I carabinieri dei Nas di Bari stanno procedendo nei confronti di persone ritenute responsabili di associazione per delinquere finalizzata alla produzione e commercializzazione di olio
extravergine di oliva sofisticato.

«Si tratta dell’ennesimo gravissimo scandalo alimentare che danneggia i consumatori e mina seriamente la credibilità del «Made in Italy» – afferma il Presidente
Codacons, Carlo Rienzi – Dopo vino e mozzarelle ora tocca all’olio di oliva, uno dei prodotti di punta delle nostre esportazioni alimentari».

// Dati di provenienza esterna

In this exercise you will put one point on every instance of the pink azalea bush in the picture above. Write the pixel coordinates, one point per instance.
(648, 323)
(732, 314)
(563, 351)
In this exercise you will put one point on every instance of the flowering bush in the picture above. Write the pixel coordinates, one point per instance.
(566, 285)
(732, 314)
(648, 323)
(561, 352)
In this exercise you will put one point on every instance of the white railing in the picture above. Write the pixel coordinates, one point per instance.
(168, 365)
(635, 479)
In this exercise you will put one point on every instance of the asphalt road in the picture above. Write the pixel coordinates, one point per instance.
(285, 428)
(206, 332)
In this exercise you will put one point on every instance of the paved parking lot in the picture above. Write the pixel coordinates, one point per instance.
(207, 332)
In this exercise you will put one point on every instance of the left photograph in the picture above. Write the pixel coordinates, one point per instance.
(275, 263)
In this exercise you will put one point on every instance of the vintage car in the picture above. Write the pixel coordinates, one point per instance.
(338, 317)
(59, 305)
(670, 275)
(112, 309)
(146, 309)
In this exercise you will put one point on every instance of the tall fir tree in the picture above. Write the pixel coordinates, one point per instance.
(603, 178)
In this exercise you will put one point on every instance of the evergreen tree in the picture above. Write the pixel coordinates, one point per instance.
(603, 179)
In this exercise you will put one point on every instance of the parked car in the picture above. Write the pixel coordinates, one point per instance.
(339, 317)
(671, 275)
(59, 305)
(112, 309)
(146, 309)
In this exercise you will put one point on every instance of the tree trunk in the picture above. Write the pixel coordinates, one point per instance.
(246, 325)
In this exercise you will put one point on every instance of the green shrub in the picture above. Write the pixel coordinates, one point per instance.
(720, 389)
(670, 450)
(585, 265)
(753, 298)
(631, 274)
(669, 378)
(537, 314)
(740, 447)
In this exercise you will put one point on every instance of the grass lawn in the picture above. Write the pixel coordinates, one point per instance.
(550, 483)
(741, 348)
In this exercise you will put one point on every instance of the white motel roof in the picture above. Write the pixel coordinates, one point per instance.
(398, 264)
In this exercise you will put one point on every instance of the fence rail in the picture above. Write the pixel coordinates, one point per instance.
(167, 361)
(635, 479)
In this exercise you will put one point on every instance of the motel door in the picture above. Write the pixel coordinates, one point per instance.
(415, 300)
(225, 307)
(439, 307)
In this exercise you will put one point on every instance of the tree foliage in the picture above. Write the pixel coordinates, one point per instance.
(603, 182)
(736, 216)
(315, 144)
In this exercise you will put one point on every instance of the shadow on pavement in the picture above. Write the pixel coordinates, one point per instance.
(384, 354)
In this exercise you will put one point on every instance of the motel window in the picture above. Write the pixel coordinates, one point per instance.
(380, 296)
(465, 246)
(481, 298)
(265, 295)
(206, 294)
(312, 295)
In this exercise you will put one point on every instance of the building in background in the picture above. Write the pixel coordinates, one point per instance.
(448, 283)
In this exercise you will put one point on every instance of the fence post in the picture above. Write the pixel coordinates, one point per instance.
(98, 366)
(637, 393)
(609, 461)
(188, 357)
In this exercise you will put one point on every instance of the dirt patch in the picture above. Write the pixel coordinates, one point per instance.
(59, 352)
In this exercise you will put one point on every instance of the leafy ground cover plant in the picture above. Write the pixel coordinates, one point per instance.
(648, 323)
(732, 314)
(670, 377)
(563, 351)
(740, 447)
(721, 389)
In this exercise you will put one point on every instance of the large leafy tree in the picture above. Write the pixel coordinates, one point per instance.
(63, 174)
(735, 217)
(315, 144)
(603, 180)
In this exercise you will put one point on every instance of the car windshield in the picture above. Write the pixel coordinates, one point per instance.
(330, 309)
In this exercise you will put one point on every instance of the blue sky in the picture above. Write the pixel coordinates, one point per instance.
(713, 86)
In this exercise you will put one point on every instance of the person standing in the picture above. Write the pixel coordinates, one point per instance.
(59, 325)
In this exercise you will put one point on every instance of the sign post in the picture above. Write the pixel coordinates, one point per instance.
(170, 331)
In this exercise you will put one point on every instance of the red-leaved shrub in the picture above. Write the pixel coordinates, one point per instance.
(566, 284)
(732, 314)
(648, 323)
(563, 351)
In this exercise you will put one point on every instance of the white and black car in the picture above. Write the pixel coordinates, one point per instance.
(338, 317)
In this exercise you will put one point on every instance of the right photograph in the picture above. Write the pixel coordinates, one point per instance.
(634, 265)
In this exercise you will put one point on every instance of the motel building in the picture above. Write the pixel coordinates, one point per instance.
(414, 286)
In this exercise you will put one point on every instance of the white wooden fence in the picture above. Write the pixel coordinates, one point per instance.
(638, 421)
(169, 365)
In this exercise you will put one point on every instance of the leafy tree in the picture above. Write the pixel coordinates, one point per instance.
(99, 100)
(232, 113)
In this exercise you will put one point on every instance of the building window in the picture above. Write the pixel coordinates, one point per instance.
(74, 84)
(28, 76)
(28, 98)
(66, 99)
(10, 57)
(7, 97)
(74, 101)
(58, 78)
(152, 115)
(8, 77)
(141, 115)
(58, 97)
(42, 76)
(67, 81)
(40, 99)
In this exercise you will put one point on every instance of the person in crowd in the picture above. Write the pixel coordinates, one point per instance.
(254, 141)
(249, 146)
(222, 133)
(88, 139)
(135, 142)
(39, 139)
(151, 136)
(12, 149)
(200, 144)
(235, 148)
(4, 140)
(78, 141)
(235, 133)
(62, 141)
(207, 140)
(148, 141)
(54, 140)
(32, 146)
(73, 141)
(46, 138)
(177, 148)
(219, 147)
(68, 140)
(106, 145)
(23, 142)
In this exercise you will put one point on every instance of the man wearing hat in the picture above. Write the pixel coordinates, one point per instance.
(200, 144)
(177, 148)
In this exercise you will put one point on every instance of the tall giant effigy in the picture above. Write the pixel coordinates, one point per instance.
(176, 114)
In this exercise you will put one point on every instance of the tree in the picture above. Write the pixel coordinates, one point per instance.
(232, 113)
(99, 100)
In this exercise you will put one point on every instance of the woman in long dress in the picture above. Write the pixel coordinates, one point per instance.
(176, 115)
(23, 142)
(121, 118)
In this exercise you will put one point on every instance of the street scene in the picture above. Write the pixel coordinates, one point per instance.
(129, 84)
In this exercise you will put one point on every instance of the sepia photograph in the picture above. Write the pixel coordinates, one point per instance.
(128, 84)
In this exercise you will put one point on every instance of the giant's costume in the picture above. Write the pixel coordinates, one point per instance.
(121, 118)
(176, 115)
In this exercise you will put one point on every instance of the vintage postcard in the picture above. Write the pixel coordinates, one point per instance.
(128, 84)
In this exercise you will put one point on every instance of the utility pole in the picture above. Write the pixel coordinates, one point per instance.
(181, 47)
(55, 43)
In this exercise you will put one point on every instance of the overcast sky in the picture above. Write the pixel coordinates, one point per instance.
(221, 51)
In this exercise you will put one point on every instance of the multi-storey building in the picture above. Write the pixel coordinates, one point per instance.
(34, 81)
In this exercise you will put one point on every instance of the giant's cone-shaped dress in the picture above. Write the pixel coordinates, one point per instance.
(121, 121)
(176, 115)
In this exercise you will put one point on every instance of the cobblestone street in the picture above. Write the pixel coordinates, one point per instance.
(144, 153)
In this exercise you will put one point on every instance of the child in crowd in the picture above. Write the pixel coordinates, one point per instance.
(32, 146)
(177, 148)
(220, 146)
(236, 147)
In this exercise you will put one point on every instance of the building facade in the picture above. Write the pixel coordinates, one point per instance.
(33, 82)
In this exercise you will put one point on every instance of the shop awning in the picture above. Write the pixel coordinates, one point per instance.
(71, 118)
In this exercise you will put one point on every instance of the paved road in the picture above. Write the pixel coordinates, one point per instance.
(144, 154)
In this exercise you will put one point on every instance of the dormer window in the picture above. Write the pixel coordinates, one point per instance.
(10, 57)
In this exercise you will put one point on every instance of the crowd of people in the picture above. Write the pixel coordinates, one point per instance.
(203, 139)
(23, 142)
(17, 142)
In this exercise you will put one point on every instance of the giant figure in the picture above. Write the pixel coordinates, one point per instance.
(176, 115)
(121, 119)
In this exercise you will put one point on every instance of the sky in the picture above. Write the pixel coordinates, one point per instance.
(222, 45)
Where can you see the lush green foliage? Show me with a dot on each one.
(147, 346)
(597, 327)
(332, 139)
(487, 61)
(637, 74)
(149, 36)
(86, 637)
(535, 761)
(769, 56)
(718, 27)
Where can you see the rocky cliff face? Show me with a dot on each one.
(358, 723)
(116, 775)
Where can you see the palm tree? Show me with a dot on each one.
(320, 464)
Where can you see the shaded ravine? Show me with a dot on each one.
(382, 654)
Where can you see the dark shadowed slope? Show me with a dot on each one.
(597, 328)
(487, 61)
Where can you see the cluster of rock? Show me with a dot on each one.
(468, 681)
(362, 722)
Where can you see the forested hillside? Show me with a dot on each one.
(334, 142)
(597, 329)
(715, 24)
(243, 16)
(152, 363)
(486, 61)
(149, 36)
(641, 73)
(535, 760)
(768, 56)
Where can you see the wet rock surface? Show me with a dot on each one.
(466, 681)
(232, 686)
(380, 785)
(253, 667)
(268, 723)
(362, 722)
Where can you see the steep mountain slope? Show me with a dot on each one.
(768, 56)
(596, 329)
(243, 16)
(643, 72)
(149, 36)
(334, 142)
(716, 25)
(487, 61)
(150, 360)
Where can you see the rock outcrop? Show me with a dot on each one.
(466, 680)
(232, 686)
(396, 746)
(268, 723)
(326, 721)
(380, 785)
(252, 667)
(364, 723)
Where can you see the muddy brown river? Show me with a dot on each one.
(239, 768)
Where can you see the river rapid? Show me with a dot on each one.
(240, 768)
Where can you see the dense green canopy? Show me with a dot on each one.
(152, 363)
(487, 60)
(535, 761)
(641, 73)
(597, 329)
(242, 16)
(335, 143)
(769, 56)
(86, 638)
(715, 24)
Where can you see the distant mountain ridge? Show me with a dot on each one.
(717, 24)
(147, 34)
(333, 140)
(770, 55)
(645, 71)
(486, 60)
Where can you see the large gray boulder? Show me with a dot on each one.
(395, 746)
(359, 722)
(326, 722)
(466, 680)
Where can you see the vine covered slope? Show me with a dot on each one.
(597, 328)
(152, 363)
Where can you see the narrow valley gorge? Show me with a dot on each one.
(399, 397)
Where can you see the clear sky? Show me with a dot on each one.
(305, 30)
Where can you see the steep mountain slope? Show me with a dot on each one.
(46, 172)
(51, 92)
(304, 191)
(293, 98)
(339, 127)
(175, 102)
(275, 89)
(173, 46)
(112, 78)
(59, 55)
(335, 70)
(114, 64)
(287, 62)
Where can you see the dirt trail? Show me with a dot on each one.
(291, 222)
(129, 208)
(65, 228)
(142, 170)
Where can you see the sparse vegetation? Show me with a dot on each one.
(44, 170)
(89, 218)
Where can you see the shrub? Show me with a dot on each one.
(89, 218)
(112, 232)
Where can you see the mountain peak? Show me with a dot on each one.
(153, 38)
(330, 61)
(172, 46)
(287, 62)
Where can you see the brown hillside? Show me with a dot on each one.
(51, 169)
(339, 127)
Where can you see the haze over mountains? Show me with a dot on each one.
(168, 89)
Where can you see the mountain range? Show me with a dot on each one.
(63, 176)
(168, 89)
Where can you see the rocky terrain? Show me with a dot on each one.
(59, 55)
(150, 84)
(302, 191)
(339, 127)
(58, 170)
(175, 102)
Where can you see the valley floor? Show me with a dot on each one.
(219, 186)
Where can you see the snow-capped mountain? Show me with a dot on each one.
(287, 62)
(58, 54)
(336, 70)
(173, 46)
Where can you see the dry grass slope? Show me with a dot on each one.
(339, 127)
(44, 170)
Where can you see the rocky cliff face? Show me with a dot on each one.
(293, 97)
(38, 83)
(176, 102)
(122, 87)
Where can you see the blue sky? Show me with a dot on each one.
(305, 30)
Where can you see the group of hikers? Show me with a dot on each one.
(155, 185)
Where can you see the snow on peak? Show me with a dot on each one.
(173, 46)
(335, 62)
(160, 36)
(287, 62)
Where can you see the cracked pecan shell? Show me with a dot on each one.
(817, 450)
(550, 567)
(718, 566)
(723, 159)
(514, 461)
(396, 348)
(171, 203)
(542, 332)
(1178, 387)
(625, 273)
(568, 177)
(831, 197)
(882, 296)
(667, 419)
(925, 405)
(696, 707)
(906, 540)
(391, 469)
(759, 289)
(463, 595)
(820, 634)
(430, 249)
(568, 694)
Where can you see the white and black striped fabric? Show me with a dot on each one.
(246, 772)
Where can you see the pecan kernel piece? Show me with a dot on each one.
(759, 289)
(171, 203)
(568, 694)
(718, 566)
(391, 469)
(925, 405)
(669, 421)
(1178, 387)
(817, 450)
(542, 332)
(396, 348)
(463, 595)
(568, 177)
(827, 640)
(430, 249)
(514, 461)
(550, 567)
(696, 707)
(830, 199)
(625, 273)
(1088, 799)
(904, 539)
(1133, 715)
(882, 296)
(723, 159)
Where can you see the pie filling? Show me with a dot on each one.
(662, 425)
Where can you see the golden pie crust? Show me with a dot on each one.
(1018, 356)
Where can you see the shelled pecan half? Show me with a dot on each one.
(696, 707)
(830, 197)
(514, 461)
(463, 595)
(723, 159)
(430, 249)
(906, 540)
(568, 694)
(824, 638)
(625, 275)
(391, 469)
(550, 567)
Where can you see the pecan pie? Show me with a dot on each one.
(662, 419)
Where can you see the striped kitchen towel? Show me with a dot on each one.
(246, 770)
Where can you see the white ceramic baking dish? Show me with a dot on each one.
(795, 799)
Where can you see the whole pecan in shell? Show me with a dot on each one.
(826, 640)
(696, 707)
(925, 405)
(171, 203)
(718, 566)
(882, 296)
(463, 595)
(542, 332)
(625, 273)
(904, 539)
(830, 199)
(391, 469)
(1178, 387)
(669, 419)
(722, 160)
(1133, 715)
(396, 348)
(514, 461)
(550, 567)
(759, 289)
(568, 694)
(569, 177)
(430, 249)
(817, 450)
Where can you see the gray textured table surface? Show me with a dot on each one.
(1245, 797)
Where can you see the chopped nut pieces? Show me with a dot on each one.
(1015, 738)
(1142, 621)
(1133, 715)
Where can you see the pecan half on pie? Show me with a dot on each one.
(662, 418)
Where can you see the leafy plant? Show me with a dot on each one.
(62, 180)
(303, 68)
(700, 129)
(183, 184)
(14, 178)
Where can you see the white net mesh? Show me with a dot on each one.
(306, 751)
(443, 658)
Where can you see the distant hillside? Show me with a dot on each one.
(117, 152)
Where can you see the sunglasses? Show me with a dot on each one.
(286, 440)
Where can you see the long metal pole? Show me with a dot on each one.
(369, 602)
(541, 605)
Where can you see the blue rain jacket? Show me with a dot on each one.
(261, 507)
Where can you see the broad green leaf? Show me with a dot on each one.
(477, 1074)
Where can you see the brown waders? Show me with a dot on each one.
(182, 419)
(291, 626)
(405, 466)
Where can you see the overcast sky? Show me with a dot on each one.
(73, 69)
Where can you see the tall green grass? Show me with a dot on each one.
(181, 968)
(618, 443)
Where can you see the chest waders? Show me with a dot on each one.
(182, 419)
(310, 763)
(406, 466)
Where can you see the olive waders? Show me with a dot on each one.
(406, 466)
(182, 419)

«Il mercato di prodotti alimentari contraffatti consente ai criminali di guadagnare miliardi di euro, a scapito dell’Italia e dei consumatori finali. Per questo è necessario
intensificare le pene ed i controlli – prosegue Rienzi – La lotta contro i falsi, però, passa anche per l’obbligo di una etichetta più trasparente e completa. Nonostante sia
entrato in vigore l’obbligo di indicare l’origine dell’olio utilizzato, se italiano greco o turco, non è ancora obbligatorio indicare in etichetta il grado di acidità, le
informazioni nutrizionali e non sono ancora proibiti procedimenti che abbassano artificialmente il grado di acidità».